1. Field of the Invention
The present invention relates to a substrate for an information recording medium, to a method of producing the substrate, and to an information recording medium comprising the substrate.
2. Description of the Related Art
As a substrate for an information recording medium, attention is recently directed to a glass substrate and a ceramic substrate which are excellent in various properties as compared with other substrates. For example, an aluminum substrate has been widely used as a substrate for a magnetic disk. With a demand for reduction in size and thickness of the magnetic disk and for a low flying height of a magnetic head, the glass substrate and the ceramic substrate become more and more widely used. This is because the glass substrate and the ceramic substrate can be readily reduced in size and thickness and has an excellent flatness so that the flying height of the magnetic head can easily be lowered as compared with the aluminum substrate.

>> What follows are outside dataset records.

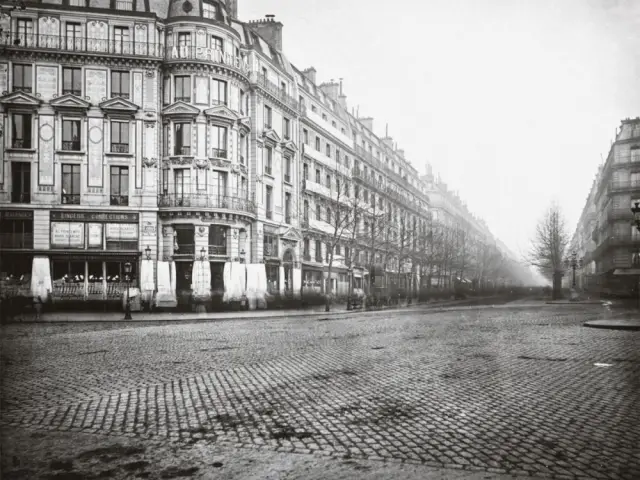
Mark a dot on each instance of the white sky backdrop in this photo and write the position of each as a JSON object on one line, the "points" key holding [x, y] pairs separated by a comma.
{"points": [[513, 102]]}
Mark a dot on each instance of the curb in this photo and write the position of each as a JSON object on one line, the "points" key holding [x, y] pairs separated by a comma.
{"points": [[613, 325]]}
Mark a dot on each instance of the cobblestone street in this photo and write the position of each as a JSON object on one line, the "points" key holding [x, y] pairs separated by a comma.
{"points": [[528, 392]]}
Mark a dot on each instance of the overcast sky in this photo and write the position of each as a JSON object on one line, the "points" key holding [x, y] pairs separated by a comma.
{"points": [[513, 102]]}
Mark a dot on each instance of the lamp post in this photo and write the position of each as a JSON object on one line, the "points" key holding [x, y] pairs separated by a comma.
{"points": [[127, 305]]}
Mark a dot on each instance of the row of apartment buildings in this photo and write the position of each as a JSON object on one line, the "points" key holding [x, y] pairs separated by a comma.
{"points": [[171, 131], [606, 239]]}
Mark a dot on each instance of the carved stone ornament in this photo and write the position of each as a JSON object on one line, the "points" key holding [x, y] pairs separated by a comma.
{"points": [[149, 162]]}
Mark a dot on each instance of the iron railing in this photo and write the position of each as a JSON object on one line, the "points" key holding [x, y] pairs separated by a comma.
{"points": [[65, 44], [122, 200], [20, 197], [71, 146], [16, 240], [198, 200], [119, 148], [71, 198]]}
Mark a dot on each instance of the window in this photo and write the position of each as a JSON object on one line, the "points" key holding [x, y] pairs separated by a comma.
{"points": [[184, 39], [286, 128], [219, 141], [182, 185], [267, 116], [182, 88], [268, 160], [71, 135], [20, 182], [182, 138], [21, 130], [219, 92], [287, 208], [267, 201], [72, 81], [120, 186], [70, 184], [24, 32], [210, 11], [119, 136], [22, 79], [73, 36], [121, 43], [120, 84], [287, 169]]}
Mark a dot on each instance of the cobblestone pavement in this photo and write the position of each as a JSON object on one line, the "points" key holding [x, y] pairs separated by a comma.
{"points": [[516, 390]]}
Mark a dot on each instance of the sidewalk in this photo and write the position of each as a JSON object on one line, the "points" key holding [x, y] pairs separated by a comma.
{"points": [[336, 309]]}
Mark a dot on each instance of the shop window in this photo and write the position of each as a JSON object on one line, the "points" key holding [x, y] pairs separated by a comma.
{"points": [[21, 130], [72, 81], [273, 273]]}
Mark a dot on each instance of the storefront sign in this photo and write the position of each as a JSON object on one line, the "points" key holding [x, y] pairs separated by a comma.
{"points": [[208, 54], [67, 234], [122, 231], [95, 235], [16, 214], [104, 217]]}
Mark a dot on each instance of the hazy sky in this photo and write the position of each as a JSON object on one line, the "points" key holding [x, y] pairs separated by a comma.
{"points": [[513, 102]]}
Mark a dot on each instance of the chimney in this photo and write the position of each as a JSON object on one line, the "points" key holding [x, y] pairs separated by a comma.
{"points": [[310, 73], [367, 122], [232, 8], [268, 29], [331, 89]]}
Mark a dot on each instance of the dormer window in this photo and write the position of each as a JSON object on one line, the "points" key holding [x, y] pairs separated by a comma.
{"points": [[209, 11]]}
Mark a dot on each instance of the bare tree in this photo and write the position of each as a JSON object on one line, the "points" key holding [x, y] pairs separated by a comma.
{"points": [[548, 246]]}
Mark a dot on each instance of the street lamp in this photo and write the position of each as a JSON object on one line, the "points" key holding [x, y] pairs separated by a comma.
{"points": [[127, 306]]}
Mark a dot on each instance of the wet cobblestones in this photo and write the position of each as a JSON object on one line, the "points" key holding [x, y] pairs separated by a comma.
{"points": [[498, 391]]}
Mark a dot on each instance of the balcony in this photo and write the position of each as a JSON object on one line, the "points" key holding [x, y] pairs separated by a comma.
{"points": [[265, 84], [20, 197], [218, 250], [98, 46], [196, 200], [219, 153], [71, 146], [119, 200], [20, 143], [184, 250], [119, 148], [16, 240], [71, 199]]}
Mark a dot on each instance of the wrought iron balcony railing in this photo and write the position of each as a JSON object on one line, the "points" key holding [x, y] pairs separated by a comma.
{"points": [[218, 250], [122, 200], [219, 153], [20, 197], [71, 198], [62, 43], [16, 240], [196, 200], [71, 146], [119, 148]]}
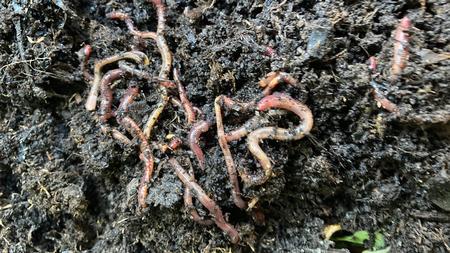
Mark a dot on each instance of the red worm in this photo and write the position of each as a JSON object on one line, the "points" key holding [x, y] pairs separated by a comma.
{"points": [[84, 55], [249, 126], [383, 102], [127, 99], [187, 197], [145, 155], [190, 113], [272, 80], [175, 143], [144, 75], [106, 94], [281, 101], [160, 9], [401, 50], [231, 168], [373, 64], [194, 136], [206, 201]]}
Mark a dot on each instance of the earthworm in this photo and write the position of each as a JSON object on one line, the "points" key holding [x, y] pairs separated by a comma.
{"points": [[282, 101], [84, 54], [373, 64], [136, 56], [106, 94], [401, 50], [231, 169], [116, 134], [194, 136], [249, 126], [120, 137], [158, 37], [175, 143], [189, 110], [206, 201], [382, 101], [236, 105], [145, 155], [187, 197], [166, 56], [127, 99], [144, 75], [271, 81], [154, 116]]}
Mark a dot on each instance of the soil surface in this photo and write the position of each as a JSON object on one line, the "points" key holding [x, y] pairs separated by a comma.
{"points": [[67, 187]]}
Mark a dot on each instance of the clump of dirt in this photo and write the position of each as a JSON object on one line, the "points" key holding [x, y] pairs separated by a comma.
{"points": [[64, 185]]}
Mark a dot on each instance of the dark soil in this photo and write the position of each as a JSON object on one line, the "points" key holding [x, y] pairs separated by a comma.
{"points": [[65, 186]]}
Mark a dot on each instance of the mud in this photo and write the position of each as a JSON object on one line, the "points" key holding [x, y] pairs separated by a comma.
{"points": [[66, 186]]}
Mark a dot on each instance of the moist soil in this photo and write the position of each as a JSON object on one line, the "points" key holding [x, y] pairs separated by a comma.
{"points": [[67, 187]]}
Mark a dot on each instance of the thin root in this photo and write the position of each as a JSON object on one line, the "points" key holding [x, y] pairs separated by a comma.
{"points": [[206, 201], [231, 168], [194, 136], [282, 101]]}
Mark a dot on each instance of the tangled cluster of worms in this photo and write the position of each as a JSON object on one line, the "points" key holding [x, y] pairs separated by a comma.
{"points": [[399, 60], [172, 91]]}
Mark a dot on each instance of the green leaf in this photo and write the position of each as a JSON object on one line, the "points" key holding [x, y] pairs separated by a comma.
{"points": [[357, 238], [385, 250]]}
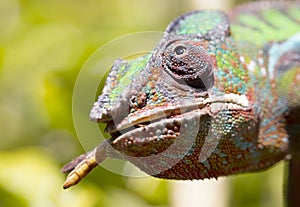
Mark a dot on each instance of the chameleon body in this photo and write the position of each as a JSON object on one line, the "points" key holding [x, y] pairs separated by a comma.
{"points": [[219, 95]]}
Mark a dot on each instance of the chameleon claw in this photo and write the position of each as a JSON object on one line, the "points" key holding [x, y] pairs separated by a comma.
{"points": [[80, 171]]}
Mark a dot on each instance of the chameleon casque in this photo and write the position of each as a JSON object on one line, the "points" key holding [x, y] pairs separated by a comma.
{"points": [[219, 95]]}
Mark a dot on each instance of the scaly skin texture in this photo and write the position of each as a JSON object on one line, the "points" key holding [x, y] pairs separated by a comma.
{"points": [[214, 98]]}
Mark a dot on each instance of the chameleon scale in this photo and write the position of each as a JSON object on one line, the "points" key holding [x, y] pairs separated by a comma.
{"points": [[214, 98]]}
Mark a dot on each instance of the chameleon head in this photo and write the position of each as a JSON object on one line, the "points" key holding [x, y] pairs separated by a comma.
{"points": [[188, 112]]}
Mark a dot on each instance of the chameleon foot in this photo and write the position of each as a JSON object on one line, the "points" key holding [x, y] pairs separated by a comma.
{"points": [[80, 171], [82, 165]]}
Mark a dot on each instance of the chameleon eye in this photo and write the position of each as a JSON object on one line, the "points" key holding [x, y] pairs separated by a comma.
{"points": [[188, 62], [180, 50]]}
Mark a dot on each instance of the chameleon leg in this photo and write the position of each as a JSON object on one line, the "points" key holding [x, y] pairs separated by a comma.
{"points": [[82, 165]]}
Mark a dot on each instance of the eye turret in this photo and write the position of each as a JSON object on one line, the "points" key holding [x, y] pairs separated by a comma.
{"points": [[188, 61]]}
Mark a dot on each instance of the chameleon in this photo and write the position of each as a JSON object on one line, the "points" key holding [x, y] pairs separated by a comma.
{"points": [[219, 95]]}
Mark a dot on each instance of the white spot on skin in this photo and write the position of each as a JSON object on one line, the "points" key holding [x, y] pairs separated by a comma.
{"points": [[260, 61], [263, 71], [251, 66], [242, 59]]}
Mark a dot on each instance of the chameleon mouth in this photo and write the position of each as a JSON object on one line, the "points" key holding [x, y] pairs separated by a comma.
{"points": [[207, 105]]}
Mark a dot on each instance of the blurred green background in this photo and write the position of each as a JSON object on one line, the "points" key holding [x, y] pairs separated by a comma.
{"points": [[43, 45]]}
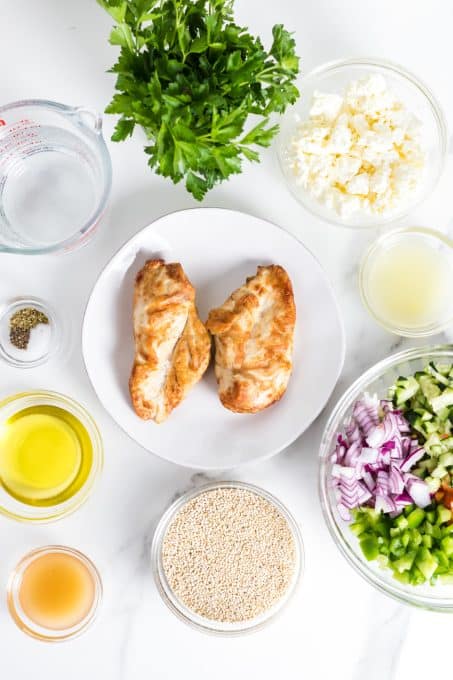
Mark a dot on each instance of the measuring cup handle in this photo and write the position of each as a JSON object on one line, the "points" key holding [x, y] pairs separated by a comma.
{"points": [[90, 118]]}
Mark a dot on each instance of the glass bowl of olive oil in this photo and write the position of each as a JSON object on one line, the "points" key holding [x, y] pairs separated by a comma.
{"points": [[51, 454]]}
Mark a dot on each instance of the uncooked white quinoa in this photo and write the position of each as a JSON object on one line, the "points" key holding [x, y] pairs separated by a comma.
{"points": [[229, 555]]}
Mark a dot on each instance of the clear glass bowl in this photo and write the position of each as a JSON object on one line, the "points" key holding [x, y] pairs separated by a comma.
{"points": [[377, 380], [15, 509], [30, 627], [334, 77], [55, 176], [440, 245], [192, 618]]}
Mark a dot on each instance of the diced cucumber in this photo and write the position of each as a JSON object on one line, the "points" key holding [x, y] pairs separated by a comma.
{"points": [[443, 514], [401, 522], [440, 377], [426, 562], [447, 545], [443, 400], [428, 385], [415, 518], [405, 389]]}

In the case of using the glass substrates for information recording media, their surface is often subjected to chemical strengthening treatment to increase their strength in order to improve their impact resistance and vibration resistance to thereby prevent them from being broken by shock or vibration.
For the chemical strengthening treatment, for example, an ion-exchanging method is much employed in which the alkali ions in glass are substituted with other alkali ions having a larger ionic radius to thereby increase the volume of the ion-exchanged site in the glass processed. In that method, the increase in the volume of the ion-exchanged site gives strong compression stress to the surface layer of the glass processed whereby the glass surface is strengthened. In the ion-exchanging method for chemical strengthening, the glass substrates to be processed must contain alkali ions because of the principle of the method itself. In some types of glass for substrates for information recording media, containing alkali ions are known which have a predetermined strength even without being subjected to chemical strengthening treatment, for example, high-valence glass.
On the other hand, for ceramic substrates for information recording media, such as crystal glass substrates, in general, they do not require chemical strengthening treatment as their impact resistance and vibration resistance are generally increased through crystallization.
Using glass or ceramic substrates in information recording media is often problematic in that the alkalis existing in the glass or ceramic substrates are extracted out, and it is desirable to minimize the alkali extract from those substrates. Even the ion-exchanged glass substrates give the trouble of alkali extract from them.
As mentioned above, the problem with glass or ceramic substrates for information recording media is the alkali extract from them, but, at present, no high-level technique of preventing the alkali extract is known.